Upon Blanco Historic Preservation Commission representative Retta Martin’s recommendation, council approved the appointment of Jim Harris to the commission as co-chair. She also announced that the BHPC did not get a grant to help make Blanco State Park a state historic site.

Blanco Fire Chief Ron Sallmann reported that the department responded to 21 calls in February, among them a number of grass and hay fires. Average response time was six minutes, 21 seconds. The department has added two new sets of extrication equipment and a cyanide detector to be used in fires involving plastic. The equipment, which is leased, will be replaced in three years and re-calibrated every 30 days. A HAZMAT trailer will come from San Marcos at no charge to take air samples. Chief Sallmann used the example of a family who got sick due to chemicals used in cleaning their carpets. These steps by the department are part of the process of lowering Blanco’s ISO rating, according to Sallmann. Through Texas A&M grants, the department has been able to get grants for wild land and bunker gear. Sallmann explained the need for more gear due to more volunteers—eleven new ones and five more who have applied. He also announced a training program, which will result in all volunteers being certified as Fire Fighter One. Sallmann said the department will be making an announcement soon that Home Depot will be helping make some improvements to the department facility. The department has also received a grant for a pallet of smoke detectors, and any resident of Blanco can come and get one. Finally, Sallmann reported that the department has both Facebook and Twitter accounts to disseminate information quickly.

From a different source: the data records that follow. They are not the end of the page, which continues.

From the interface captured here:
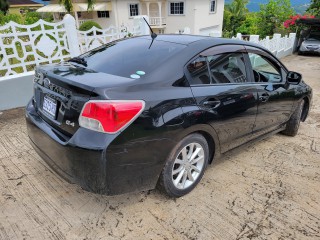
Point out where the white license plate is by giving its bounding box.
[42,97,57,118]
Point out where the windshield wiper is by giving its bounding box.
[143,17,158,49]
[68,57,88,67]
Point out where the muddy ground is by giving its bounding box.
[0,56,320,240]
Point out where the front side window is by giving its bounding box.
[170,2,184,15]
[187,53,247,85]
[98,11,110,18]
[210,0,217,13]
[129,3,139,17]
[249,53,282,83]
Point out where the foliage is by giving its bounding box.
[0,0,9,15]
[0,13,23,25]
[237,13,259,35]
[79,21,102,31]
[257,0,294,38]
[223,0,249,36]
[307,0,320,17]
[59,0,73,13]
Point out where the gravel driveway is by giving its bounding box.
[0,56,320,240]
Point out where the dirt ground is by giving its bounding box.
[0,56,320,240]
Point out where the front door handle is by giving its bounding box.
[203,100,221,108]
[259,93,270,102]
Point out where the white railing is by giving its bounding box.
[0,20,70,76]
[235,33,296,58]
[149,17,166,26]
[78,26,141,53]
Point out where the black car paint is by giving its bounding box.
[26,35,311,195]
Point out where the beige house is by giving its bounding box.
[37,0,224,35]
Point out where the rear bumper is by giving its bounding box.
[26,99,175,195]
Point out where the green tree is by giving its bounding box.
[0,13,23,25]
[59,0,95,13]
[223,0,249,37]
[0,0,9,15]
[237,12,259,35]
[307,0,320,17]
[257,0,295,38]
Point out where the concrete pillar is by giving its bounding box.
[146,2,150,17]
[158,2,162,26]
[63,14,80,57]
[133,15,150,35]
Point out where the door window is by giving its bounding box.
[208,53,247,83]
[187,53,247,85]
[249,53,282,83]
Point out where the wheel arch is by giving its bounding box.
[171,124,221,164]
[301,96,310,122]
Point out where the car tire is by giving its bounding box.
[158,133,209,198]
[282,100,304,137]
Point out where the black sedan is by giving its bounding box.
[26,35,312,197]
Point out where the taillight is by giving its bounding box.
[79,100,145,133]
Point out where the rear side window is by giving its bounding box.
[249,53,282,83]
[187,53,247,85]
[80,38,185,78]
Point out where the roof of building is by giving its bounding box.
[8,0,43,6]
[296,18,320,26]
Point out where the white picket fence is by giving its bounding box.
[234,33,296,58]
[0,14,295,80]
[0,14,145,79]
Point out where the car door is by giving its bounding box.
[186,45,257,152]
[246,47,294,137]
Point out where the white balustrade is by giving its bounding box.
[0,20,71,76]
[0,14,296,78]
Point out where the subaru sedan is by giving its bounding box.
[26,35,312,197]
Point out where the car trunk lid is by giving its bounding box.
[33,63,133,137]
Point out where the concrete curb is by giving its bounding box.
[0,71,34,110]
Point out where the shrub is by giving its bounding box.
[79,21,101,31]
[0,13,23,25]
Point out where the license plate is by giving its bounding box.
[42,97,57,118]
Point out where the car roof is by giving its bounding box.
[138,34,256,46]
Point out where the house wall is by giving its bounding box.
[163,0,196,33]
[193,0,224,35]
[110,0,142,28]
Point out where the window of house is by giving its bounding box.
[187,53,247,85]
[187,57,211,85]
[98,11,110,18]
[249,53,282,83]
[170,2,184,15]
[210,0,217,13]
[129,3,139,17]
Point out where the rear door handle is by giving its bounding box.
[203,100,221,108]
[259,93,270,102]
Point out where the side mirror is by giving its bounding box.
[287,72,302,85]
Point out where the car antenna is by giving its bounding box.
[143,17,158,49]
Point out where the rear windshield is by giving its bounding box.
[80,38,185,79]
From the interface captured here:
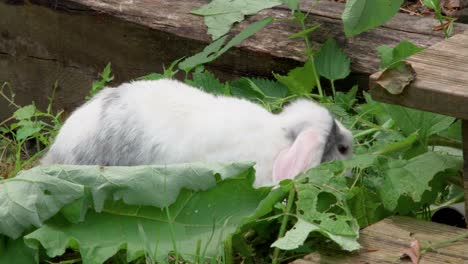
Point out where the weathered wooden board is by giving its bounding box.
[292,217,468,264]
[370,31,468,119]
[0,0,468,119]
[370,31,468,223]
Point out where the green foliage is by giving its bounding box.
[377,40,424,70]
[0,235,39,264]
[378,152,462,214]
[342,0,403,37]
[186,71,230,95]
[0,0,462,263]
[86,62,114,100]
[383,104,455,142]
[192,0,280,39]
[283,0,301,12]
[179,17,273,72]
[0,173,84,239]
[315,38,351,81]
[0,83,62,177]
[422,0,455,38]
[8,163,274,263]
[275,60,317,95]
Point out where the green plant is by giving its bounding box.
[86,62,114,100]
[422,0,455,38]
[0,0,462,264]
[0,83,62,177]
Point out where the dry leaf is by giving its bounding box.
[376,61,416,94]
[442,0,461,9]
[401,240,421,264]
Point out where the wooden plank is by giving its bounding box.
[30,0,468,74]
[0,0,468,119]
[370,31,468,119]
[292,217,468,264]
[462,120,468,227]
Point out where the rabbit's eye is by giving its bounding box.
[338,144,349,155]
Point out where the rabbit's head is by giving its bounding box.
[273,100,353,182]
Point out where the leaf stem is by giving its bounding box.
[299,14,323,98]
[224,235,233,264]
[421,232,468,254]
[166,207,179,263]
[272,187,296,264]
[330,80,336,98]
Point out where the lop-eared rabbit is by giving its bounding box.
[41,79,353,187]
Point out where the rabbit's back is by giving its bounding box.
[42,80,288,173]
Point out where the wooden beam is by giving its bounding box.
[462,120,468,227]
[0,0,468,119]
[292,216,468,264]
[369,31,468,120]
[30,0,468,74]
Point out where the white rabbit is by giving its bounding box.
[41,80,352,187]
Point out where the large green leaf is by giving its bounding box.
[178,17,273,72]
[272,218,360,251]
[382,104,455,140]
[376,152,462,214]
[0,172,84,239]
[192,0,280,39]
[36,162,253,212]
[274,60,316,95]
[25,165,274,264]
[315,38,351,80]
[377,40,424,70]
[0,236,39,264]
[272,161,360,251]
[186,71,230,95]
[347,187,389,228]
[342,0,403,37]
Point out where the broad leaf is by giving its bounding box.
[25,167,274,264]
[274,60,316,95]
[273,161,359,251]
[0,171,84,239]
[347,187,390,228]
[378,152,462,214]
[315,38,351,80]
[342,0,403,37]
[0,236,39,264]
[272,218,360,251]
[282,0,301,12]
[34,162,253,212]
[178,17,273,72]
[192,0,280,39]
[186,71,230,95]
[382,104,455,141]
[13,105,36,120]
[377,40,424,70]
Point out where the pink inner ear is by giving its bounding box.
[273,129,324,182]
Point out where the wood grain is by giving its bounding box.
[0,0,468,119]
[370,32,468,119]
[292,217,468,264]
[32,0,468,74]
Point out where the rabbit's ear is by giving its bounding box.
[273,128,325,182]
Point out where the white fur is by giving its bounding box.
[42,80,352,186]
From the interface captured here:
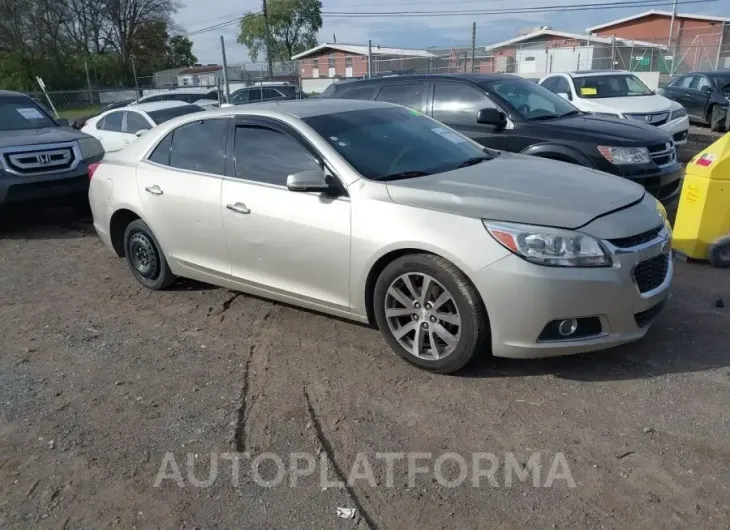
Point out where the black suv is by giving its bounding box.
[0,91,104,211]
[321,74,682,204]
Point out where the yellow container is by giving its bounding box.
[672,133,730,267]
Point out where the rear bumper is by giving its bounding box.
[0,156,101,206]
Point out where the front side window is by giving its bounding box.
[481,78,580,121]
[124,112,152,134]
[433,83,494,125]
[235,126,320,186]
[573,74,654,99]
[375,83,426,112]
[97,111,124,132]
[0,96,56,131]
[170,119,228,175]
[304,108,492,180]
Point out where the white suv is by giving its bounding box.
[540,70,689,145]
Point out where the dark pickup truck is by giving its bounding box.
[0,91,104,211]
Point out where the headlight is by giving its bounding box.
[484,221,611,267]
[669,107,687,120]
[76,136,104,160]
[598,145,651,166]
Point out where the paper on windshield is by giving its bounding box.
[431,127,464,144]
[15,107,43,120]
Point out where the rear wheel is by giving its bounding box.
[707,236,730,269]
[373,254,489,373]
[124,219,175,290]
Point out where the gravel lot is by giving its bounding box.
[0,129,730,529]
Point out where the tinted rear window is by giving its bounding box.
[148,105,203,125]
[0,96,56,131]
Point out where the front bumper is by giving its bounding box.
[0,155,103,206]
[472,237,673,358]
[659,116,689,145]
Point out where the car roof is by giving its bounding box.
[127,100,191,112]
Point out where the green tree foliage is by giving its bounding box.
[238,0,322,61]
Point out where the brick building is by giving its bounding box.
[586,10,730,73]
[292,44,436,92]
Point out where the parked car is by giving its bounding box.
[229,84,306,105]
[89,99,672,372]
[135,88,219,108]
[0,91,104,212]
[81,101,203,153]
[322,74,682,203]
[540,70,689,145]
[659,70,730,131]
[71,99,134,130]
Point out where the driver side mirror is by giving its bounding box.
[286,169,332,192]
[477,109,507,127]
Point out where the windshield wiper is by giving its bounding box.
[378,170,431,180]
[456,156,494,169]
[527,114,563,121]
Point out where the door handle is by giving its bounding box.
[226,202,251,213]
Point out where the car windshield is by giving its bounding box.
[148,105,203,125]
[304,107,494,180]
[480,77,580,120]
[712,74,730,90]
[573,74,654,99]
[0,96,57,131]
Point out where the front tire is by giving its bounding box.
[373,254,489,374]
[124,219,175,291]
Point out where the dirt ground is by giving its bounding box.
[0,129,730,529]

Fire Department board member Jack Twilley announced that the Annual BVFD Fish Fry will be held on April 5 at Yett park from 4 to 8 p.m. There will be a static helicopter display as well as firefighter demonstrations and other entertainment. Admission and dinner is by donation.

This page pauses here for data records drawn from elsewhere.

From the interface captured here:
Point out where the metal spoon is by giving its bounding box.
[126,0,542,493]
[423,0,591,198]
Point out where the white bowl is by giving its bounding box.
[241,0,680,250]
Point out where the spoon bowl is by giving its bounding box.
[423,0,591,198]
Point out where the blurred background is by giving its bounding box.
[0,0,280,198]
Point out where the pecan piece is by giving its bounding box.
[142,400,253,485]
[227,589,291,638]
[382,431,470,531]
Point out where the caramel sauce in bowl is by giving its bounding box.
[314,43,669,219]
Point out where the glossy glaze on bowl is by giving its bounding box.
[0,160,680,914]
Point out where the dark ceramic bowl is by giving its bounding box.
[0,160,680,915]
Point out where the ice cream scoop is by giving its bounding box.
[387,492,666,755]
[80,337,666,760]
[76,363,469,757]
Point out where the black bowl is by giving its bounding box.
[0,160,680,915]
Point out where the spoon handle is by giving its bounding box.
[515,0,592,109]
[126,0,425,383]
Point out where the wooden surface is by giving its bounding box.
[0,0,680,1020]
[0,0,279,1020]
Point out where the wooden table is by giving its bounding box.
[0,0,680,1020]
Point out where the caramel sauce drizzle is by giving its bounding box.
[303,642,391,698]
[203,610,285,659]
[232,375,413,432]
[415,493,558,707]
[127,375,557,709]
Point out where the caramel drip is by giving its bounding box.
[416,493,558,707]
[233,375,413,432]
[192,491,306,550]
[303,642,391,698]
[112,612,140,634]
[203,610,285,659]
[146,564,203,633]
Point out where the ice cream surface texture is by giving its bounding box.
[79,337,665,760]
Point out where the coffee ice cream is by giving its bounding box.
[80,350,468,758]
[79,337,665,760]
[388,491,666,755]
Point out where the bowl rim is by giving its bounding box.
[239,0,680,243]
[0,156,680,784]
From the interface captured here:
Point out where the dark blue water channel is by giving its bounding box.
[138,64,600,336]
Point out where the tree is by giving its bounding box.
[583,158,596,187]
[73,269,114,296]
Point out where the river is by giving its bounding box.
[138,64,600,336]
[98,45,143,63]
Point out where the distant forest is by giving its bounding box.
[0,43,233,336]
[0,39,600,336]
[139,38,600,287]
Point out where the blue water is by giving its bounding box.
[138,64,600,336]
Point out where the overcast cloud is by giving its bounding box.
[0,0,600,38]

Blanco Police Chief Mike Ritchey reported the number of calls was down in February due to a shorter month and four snow days. He said follow-up work is keeping officers bogged down. He asked that a reminder of the Trash-Off be sent to citizens with their water bill. Last year the department, along with code compliance, issued seven or eight letters to people to clean up their properties. He said fines were levied in some cases, and two houses were leveled. “We’re just asking people to come into compliance with what the people of Blanco want,” he said. Chief Ritchey submitted a second estimate for paving the parking lot of the police department, as council members had requested at the February meeting. He clarified that the estimate provided the correct ratio of permeable and impermeable covering, as required by Blanco’s UDC. Mayor Homan apologized that council could not vote on Ritchey’s proposal, since the discussion had not been tabled at the previous meeting and was not an agenda item at this meeting. Council agreed to hold a special meeting next week to vote on the paving proposal. Finally, Chief Ritchey announced that the new CopSync program has been initiated by the police department and has the capacity to send data directly from each police cruiser to department headquarters. The program is paid for until March 2016.

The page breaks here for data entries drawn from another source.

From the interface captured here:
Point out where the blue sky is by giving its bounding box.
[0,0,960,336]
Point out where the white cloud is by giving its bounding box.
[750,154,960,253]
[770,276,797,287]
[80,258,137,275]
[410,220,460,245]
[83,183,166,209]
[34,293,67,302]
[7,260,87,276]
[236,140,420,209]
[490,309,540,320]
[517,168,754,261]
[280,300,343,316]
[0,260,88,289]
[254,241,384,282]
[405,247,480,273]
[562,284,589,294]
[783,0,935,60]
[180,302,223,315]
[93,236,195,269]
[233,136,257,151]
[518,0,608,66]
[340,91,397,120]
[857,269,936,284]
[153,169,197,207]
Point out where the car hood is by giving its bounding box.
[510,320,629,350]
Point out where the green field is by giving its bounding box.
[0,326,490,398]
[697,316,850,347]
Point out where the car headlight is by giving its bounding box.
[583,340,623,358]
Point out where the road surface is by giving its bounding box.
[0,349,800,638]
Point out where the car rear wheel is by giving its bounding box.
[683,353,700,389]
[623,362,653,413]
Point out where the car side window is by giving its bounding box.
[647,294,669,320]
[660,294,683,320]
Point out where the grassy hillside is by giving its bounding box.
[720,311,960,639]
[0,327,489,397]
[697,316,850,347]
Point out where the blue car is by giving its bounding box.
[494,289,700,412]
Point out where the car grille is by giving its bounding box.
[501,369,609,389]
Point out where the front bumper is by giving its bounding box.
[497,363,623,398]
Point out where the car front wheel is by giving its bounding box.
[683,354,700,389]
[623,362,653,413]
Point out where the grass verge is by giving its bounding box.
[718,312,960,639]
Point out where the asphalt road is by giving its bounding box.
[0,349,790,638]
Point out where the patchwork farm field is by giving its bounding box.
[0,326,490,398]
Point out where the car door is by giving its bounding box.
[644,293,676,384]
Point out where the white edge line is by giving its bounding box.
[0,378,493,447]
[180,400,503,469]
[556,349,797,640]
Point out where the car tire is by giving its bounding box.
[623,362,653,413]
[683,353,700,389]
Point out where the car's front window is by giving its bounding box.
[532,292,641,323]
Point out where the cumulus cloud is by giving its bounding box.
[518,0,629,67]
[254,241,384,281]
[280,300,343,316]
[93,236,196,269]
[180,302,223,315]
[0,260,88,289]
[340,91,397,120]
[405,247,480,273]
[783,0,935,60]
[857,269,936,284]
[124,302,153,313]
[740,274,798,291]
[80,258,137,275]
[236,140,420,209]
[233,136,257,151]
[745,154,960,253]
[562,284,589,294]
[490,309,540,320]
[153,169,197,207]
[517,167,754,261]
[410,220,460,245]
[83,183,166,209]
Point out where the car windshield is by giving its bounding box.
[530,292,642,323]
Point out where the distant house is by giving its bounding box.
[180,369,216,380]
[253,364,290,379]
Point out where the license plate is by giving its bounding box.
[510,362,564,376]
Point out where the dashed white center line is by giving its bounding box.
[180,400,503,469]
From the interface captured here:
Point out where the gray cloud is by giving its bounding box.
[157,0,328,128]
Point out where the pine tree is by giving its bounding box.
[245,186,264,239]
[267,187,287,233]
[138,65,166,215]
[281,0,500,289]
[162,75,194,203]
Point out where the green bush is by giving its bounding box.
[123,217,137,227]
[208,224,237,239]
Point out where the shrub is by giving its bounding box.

In Executive Session, council members consulted with the city attorney concerning hiring a project engineering consultant for the proposed new sewer plant. Council also discussed hiring a part-time clerical person for the police department and reducing the current office manager’s position to part-time. Finally, council reviewed resumes for the city secretary position and discussed a proposed salary. Following Executive session, council voted to approve the transition from full-time to part-time for the current police department office manager but not to hire another person. A special meeting was to be held Monday, March 17, to vote on hiring a project engineering consultant for the sewer plant project, to interview six applicants for the city secretary position, and to approve one of the bids for paving the police department parking lot.